Le film, astucieusement, se place à la confluence de différents registres : il relève à la fois du conte, du film de monstre, et du portait documentaire.

L'objet du portrait, c'est bien évidemment, non pas le Troll, mais leur chasseur, ni plus ni moins qu'un Van Helsing local. Découvert par l'éternel trio d'étudiants en mal de sensation fortes, le personnage- c'est là l'astuce- loin d'être habité par la foi du professeur traquant Dracula est au contraire un fonctionnaire lessivé ne rêvant que de raccrocher.



Il faut toujours trouver une pirouette pour justifier que les filmeurs continuent à filmer, dans les found-footages, et il est souvent assez drôle de voir les cinéastes chercher à nous faire admettre qu'un des héros terrorisé et en danger de mort continue de filmer. Ici, c'est donc le Chasseur de Trolls qui après avoir joué les ours mal léché reclus dans sa caravane pour éconduire la troupe de curieux, retourne sa veste et les invite à l'accompagner, dans l'intention de révéler au monde entier l'existence des Trolls, et surtout des conditions de travail scandaleuses qu'on inflige à ceux qui sont chargés de leur surveillance.

Bien contemporain sur ce point, le film, sans appuyer, parvient même à faire de ce personnage désabusé une belle figure : les trolls si merveilleux ne l'étonnent plus le moins du monde, pas plus que l'importance de sa mission ne l'enorgueillit, ce qui fait rêver le Chasseur, c'est une retraite avec pension complète et une maison qui n'aie pas de roues. La sensibilité à l'imaginaire fantastique, un luxe de riche ?

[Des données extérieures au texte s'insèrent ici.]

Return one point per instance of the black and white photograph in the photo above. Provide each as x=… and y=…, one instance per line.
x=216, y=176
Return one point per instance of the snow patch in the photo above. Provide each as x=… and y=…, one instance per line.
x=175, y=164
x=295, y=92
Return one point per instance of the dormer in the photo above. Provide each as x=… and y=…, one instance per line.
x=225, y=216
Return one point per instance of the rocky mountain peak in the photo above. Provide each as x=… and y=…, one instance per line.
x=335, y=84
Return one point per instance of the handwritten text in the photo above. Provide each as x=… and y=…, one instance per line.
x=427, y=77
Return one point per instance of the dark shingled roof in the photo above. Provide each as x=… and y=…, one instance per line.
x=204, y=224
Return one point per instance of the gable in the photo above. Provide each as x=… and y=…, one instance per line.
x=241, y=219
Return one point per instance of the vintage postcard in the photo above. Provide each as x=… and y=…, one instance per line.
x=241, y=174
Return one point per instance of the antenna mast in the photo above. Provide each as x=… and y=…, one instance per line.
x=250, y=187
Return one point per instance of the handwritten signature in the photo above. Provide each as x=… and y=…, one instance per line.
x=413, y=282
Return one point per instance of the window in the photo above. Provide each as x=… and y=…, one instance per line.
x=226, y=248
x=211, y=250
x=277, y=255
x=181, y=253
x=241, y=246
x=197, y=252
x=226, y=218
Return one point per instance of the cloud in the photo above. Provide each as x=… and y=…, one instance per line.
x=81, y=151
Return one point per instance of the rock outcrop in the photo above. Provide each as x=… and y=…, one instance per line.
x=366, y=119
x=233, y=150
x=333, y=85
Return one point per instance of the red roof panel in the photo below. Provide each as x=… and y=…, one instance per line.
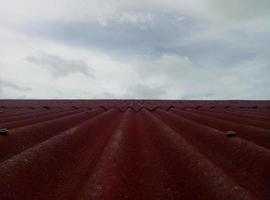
x=134, y=149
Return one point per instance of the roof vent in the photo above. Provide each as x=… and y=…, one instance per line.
x=230, y=134
x=4, y=131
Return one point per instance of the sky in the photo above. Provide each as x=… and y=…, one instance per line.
x=140, y=49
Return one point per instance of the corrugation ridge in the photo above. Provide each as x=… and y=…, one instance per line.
x=231, y=118
x=50, y=159
x=194, y=166
x=32, y=115
x=243, y=114
x=25, y=137
x=262, y=136
x=17, y=112
x=101, y=181
x=256, y=112
x=246, y=161
x=26, y=115
x=37, y=119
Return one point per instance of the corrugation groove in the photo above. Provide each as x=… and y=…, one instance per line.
x=134, y=149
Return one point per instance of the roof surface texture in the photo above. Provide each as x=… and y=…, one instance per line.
x=134, y=149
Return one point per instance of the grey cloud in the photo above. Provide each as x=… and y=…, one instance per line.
x=61, y=67
x=7, y=85
x=145, y=91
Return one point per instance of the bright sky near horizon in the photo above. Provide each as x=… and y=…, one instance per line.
x=157, y=49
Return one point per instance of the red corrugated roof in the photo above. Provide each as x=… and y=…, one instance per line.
x=134, y=149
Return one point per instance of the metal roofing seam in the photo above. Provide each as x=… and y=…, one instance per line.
x=134, y=149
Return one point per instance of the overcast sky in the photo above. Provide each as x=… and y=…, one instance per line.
x=164, y=49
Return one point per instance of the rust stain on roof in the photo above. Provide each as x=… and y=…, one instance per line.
x=134, y=149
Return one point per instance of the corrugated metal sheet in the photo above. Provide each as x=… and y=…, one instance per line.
x=134, y=149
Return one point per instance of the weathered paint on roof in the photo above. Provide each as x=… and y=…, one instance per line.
x=134, y=149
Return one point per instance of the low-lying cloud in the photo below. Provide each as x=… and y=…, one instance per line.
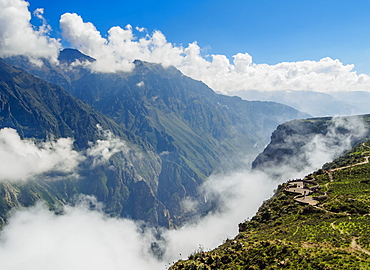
x=102, y=150
x=24, y=159
x=116, y=50
x=19, y=37
x=21, y=160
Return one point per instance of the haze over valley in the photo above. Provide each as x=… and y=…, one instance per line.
x=121, y=149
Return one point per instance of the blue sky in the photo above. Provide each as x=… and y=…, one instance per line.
x=269, y=30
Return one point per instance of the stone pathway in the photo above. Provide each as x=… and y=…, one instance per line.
x=298, y=186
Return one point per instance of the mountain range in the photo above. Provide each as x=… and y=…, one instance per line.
x=314, y=103
x=318, y=222
x=178, y=132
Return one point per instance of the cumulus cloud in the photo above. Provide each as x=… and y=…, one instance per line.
x=121, y=47
x=341, y=135
x=36, y=238
x=116, y=51
x=21, y=160
x=102, y=150
x=79, y=239
x=19, y=37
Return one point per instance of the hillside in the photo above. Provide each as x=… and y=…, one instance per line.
x=293, y=142
x=315, y=103
x=185, y=130
x=328, y=228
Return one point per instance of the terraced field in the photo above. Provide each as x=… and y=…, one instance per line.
x=286, y=234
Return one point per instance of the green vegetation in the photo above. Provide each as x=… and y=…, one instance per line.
x=287, y=235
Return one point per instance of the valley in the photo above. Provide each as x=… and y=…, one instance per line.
x=286, y=234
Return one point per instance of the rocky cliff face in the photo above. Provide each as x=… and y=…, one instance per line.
x=179, y=127
x=292, y=142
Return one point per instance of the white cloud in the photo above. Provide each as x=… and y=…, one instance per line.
x=102, y=150
x=21, y=160
x=121, y=47
x=19, y=37
x=36, y=238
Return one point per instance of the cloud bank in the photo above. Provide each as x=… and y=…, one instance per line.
x=19, y=37
x=116, y=50
x=21, y=160
x=120, y=48
x=24, y=159
x=36, y=238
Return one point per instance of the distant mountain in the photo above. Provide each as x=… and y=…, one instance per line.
x=38, y=109
x=290, y=233
x=184, y=129
x=288, y=145
x=315, y=103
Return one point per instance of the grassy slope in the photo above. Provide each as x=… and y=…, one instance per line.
x=287, y=235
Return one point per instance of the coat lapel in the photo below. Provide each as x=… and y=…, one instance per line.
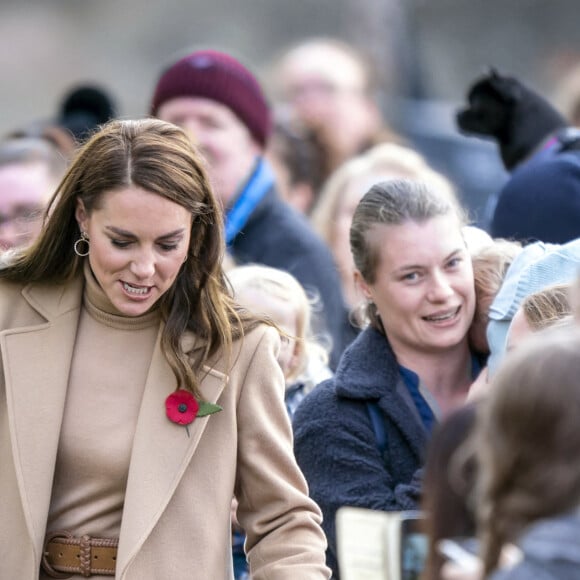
x=161, y=453
x=36, y=361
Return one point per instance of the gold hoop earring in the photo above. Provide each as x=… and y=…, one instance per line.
x=83, y=239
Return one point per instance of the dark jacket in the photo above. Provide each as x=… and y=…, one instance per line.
x=276, y=235
x=551, y=550
x=335, y=444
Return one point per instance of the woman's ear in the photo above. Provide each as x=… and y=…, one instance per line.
x=362, y=285
x=81, y=215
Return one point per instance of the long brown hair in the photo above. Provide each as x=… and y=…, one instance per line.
x=157, y=157
x=527, y=439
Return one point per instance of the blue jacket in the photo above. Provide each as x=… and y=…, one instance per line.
x=335, y=444
x=276, y=235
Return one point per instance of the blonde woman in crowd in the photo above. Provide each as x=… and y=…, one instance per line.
x=332, y=216
x=360, y=437
x=279, y=296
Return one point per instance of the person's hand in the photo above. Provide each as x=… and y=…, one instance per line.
x=233, y=514
x=480, y=387
x=452, y=571
x=504, y=109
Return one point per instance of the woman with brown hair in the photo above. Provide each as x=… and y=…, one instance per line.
x=527, y=441
x=136, y=398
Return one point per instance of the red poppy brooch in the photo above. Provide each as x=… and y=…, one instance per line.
x=183, y=408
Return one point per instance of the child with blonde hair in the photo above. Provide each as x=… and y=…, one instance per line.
x=278, y=295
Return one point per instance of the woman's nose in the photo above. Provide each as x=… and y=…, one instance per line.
x=441, y=288
x=143, y=265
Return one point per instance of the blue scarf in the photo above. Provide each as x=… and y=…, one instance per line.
x=260, y=182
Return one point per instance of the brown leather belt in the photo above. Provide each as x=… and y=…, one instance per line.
x=65, y=555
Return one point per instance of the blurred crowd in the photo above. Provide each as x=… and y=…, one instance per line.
x=430, y=355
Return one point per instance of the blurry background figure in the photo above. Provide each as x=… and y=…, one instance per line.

Selon, cette fois, les canons les plus classiques du film de monstre, les apparitions des Trolls sont savamment calculées : nocturne, lointaine et imprécise, chaque nouvelle séquence impliquant les créatures est plus spectaculaire que la précédente et les dévoilent un peu plus. Cette logique toute foraine tient d'ailleurs lieu de progression dramatique : comme beaucoup de found-footages, le récit n'a pas vraiment de conclusion et se termine simplement par l'interruption de la « dernière bobine »

Nanti d'un budget minuscule, Troll Hunter réjouit aussi parce qu'il nous rappelle qu'émerveillement et spectaculaire sont des qualités qui dépendent plus de la mise en scène que de l'épaisseur de l'enveloppe attribuée aux effets spéciaux. Le film se déroulant entièrement dans les grands espaces de Norvège, il dégage dès les premières images un sentiment de grandeur mythologique parfaitement relayée par les apparitions des Trolls, incarnant à l'écran les forces de cette nature. A la fois conformes aux canons de l'imagerie la plus populaire, et retravaillée sur un mode plus réaliste, les créatures ont bénéficié d'un soin dans leur conception, leur variété et leur fabrication (numérique principalement) qui régale l'oeil et excite l'imaginaire. La recette de Troll Hunter n'a rien de mystérieux : la tambouille est touillée sous nos yeux, et les ingrédients ont déjà servi dans mille autres plats. On est d'autant plus étonné de lui trouver tant de saveur, et même, l’écuelle récurée, de se dire qu'on en reprendrait volontiers.





P.S: l'année dernière, Matthias avait chroniqué un found-footage de science-fiction (décidément, tout y passe), l'anecdotique Apollo 18.